Interview: Authors ‘Dacre Stoker And JD Barker’ Talk New Prequel Book Dracul

by | Sep 27, 2018 | Books, Interviews | 0 comments

Dacre Stoker is the great grand-nephew of Bram Stoker and the international best-selling co-author of Dracula the Un-Dead, the official Stoker family endorsed sequel to Dracula. Dacre is also the co-editor of The Lost Journal of Bram Stoker: The Dublin Years. A native of Montreal, Canada, Dacre taught Physical Education and Sciences for twenty-two years. He has participated in the sport of Modern Pentathlon as an athlete and a coach at the international and Olympic levels for 12 years. He is also an avid player and coach of the unique game of Court Tennis. He currently lives in Aiken, SC, together with his wife Jenne they manage the Bram Stoker Estate.
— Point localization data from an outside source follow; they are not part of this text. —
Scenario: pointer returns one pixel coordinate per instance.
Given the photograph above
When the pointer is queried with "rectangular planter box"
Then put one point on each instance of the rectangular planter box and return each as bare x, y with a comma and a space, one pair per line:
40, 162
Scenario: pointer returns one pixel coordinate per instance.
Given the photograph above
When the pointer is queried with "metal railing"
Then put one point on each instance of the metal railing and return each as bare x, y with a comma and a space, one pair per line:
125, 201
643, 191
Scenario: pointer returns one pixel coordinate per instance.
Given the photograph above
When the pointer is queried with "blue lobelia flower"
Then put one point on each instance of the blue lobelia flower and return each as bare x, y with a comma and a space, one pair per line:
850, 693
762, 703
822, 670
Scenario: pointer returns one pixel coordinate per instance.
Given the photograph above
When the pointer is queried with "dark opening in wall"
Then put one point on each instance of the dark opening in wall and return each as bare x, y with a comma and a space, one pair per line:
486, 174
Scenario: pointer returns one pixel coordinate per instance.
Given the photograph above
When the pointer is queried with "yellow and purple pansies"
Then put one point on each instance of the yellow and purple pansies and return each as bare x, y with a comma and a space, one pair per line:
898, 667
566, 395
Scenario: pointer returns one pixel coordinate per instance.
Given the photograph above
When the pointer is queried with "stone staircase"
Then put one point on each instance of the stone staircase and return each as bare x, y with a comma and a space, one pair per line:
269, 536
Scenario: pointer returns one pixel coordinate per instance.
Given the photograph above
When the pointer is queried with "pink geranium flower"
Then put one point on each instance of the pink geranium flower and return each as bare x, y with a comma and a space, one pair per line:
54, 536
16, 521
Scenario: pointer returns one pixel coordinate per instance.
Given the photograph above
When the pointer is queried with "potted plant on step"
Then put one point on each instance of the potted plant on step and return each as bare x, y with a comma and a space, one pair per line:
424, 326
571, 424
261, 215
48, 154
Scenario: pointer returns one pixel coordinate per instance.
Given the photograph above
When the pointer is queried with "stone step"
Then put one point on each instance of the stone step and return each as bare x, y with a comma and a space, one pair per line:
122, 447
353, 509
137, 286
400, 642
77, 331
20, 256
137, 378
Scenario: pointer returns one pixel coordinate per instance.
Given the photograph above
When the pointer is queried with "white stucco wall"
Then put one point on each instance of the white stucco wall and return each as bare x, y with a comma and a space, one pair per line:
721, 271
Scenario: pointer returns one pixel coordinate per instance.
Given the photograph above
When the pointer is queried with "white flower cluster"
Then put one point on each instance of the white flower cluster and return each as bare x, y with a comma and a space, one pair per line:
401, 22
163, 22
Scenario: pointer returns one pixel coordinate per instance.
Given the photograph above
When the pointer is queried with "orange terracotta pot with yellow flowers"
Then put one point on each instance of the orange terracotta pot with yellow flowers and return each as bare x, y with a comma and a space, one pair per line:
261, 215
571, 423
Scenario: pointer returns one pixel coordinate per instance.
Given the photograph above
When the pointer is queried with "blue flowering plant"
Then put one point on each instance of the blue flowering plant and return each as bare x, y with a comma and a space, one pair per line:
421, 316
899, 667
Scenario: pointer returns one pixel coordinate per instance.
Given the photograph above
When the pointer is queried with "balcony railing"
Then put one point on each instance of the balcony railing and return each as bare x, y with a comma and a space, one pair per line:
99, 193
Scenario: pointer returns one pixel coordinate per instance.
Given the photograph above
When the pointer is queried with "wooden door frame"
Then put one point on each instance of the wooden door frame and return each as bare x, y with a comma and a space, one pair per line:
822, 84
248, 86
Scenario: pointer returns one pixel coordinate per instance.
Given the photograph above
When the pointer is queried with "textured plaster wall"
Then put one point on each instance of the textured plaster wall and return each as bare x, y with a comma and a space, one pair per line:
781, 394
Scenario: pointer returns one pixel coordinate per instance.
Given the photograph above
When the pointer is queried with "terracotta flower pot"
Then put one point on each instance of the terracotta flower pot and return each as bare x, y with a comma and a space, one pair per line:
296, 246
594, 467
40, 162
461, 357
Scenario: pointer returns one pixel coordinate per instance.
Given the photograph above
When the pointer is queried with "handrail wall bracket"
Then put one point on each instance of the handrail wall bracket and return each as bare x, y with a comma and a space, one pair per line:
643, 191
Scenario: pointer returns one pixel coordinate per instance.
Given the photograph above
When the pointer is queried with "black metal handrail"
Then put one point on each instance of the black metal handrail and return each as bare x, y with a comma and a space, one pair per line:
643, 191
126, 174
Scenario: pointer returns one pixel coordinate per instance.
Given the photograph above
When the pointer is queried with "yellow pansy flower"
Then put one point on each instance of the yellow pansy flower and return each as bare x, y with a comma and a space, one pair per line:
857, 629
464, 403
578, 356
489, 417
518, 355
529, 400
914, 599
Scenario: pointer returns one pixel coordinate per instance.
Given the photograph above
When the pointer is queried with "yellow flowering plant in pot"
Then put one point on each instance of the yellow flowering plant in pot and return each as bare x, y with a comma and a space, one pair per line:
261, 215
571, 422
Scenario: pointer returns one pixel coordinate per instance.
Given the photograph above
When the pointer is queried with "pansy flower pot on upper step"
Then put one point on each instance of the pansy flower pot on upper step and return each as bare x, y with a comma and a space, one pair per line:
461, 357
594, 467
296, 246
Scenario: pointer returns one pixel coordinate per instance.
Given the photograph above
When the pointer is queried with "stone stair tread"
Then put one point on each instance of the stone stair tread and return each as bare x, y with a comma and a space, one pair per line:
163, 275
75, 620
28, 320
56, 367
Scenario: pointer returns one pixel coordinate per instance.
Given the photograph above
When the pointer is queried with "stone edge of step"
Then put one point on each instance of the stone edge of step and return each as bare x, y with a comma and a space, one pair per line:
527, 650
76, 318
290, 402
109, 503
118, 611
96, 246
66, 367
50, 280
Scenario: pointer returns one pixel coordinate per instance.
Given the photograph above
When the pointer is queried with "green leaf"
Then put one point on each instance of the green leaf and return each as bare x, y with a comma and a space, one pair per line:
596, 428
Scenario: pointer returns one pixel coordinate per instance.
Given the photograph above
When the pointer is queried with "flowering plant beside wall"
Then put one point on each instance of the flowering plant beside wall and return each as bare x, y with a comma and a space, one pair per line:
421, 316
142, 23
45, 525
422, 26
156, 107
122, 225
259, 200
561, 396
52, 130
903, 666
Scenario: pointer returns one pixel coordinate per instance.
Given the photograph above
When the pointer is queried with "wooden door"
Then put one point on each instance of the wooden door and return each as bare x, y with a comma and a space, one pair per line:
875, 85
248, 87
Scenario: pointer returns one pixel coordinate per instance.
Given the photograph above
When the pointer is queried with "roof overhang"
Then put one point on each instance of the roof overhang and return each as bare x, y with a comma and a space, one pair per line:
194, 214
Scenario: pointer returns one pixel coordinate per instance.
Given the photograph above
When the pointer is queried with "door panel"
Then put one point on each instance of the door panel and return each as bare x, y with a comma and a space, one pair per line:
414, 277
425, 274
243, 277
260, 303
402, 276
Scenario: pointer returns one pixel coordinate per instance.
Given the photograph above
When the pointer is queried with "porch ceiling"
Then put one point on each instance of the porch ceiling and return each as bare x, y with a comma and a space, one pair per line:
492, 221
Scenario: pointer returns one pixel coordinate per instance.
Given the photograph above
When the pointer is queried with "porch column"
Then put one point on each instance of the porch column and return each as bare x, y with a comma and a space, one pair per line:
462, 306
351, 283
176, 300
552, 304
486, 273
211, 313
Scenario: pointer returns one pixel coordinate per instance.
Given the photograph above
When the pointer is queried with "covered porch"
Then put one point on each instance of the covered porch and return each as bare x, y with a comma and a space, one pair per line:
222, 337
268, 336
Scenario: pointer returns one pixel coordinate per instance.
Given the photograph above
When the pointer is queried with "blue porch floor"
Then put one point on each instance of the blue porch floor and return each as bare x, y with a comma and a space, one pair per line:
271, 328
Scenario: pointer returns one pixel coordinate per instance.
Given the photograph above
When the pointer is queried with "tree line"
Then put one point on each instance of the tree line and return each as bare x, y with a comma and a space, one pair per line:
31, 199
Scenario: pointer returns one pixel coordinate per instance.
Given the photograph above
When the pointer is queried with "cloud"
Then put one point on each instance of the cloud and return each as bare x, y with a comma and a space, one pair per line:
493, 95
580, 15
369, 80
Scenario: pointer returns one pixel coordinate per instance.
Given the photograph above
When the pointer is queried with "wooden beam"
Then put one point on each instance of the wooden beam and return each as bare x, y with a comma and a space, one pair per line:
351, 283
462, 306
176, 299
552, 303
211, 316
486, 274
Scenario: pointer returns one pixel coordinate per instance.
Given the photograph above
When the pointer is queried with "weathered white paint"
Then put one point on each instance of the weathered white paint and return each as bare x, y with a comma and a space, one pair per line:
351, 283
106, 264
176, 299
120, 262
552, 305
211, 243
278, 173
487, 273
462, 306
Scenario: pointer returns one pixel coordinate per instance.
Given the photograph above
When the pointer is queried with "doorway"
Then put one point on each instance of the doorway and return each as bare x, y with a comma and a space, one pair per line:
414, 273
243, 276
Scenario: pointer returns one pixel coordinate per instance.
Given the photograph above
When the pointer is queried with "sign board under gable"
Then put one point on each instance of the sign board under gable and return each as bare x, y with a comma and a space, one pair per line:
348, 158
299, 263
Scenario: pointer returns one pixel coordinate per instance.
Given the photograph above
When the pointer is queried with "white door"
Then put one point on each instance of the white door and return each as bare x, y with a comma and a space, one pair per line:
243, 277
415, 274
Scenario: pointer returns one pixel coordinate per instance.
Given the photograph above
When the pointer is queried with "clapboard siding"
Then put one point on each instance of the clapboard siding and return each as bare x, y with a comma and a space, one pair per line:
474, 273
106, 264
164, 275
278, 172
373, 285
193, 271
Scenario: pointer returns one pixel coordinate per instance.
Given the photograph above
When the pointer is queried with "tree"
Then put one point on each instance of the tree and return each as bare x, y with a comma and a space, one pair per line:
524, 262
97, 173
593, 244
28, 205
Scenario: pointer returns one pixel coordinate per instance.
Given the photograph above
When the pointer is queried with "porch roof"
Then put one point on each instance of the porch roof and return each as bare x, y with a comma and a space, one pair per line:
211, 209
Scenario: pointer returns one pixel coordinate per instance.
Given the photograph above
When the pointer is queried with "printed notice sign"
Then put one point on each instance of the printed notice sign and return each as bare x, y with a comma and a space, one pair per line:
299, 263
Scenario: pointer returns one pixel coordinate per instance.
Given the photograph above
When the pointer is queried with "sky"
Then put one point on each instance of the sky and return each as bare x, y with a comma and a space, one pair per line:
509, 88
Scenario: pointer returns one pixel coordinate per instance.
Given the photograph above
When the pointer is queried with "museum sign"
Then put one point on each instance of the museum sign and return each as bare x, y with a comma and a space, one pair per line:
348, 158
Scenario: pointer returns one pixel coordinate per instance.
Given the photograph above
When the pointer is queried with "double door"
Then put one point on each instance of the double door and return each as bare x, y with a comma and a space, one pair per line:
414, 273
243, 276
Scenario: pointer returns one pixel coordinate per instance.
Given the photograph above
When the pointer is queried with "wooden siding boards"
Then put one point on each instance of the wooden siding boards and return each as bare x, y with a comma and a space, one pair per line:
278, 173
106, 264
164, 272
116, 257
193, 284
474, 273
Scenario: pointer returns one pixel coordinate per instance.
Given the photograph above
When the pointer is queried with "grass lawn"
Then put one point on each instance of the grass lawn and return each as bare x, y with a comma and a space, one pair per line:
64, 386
J.D. Barker is the internationally best-selling author of Forsaken and The Fourth Monkey, a finalist for the Bram Stoker Award for Superior Achievement in a First Novel, and winner of the New Apple Medalist Award. His work has been compared to Stephen King, Dean Koontz, and Thomas Harris. His latest novel, The Fifth to Die, will be released in July 2018. His works have been translated into numerous languages and optioned for both film and television. Barker currently resides in Pennsylvania with his wife, Dayna, and daughter, Ember.

The book is in stores on Tuesday, October 2nd. You can listen below to the interview.

The prequel to Dracula, inspired by notes and texts left behind by the author of the classic novel, Dracul is a supernatural thriller that reveals not only Dracula’s true origins but Bram Stoker’s–and the tale of the enigmatic woman who connects them.

It is 1868, and a twenty-one-year-old Bram Stoker waits in a desolate tower to face an indescribable evil. Armed only with crucifixes, holy water, and a rifle, he prays to survive a single night, the longest of his life. Desperate to record what he has witnessed, Bram scribbles down the events that led him here …

A sickly child, Bram spent his early days bedridden in his parents’ Dublin home, tended to by his caretaker, a young woman named Ellen Crone. When a string of strange deaths occur in a nearby town, Bram and his sister Matilda detect a pattern of bizarre behavior by Ellen–a mystery that deepens chillingly until Ellen vanishes suddenly from their lives. Years later, Matilda returns from studying in Paris to tell Bram the news that she has seen Ellen–and that the nightmare they’ve thought long ended is only beginning.

A riveting novel of gothic suspense, Dracul reveals not only Dracula’s true origin, but Bram Stoker’s—and the tale of the enigmatic woman who connects them.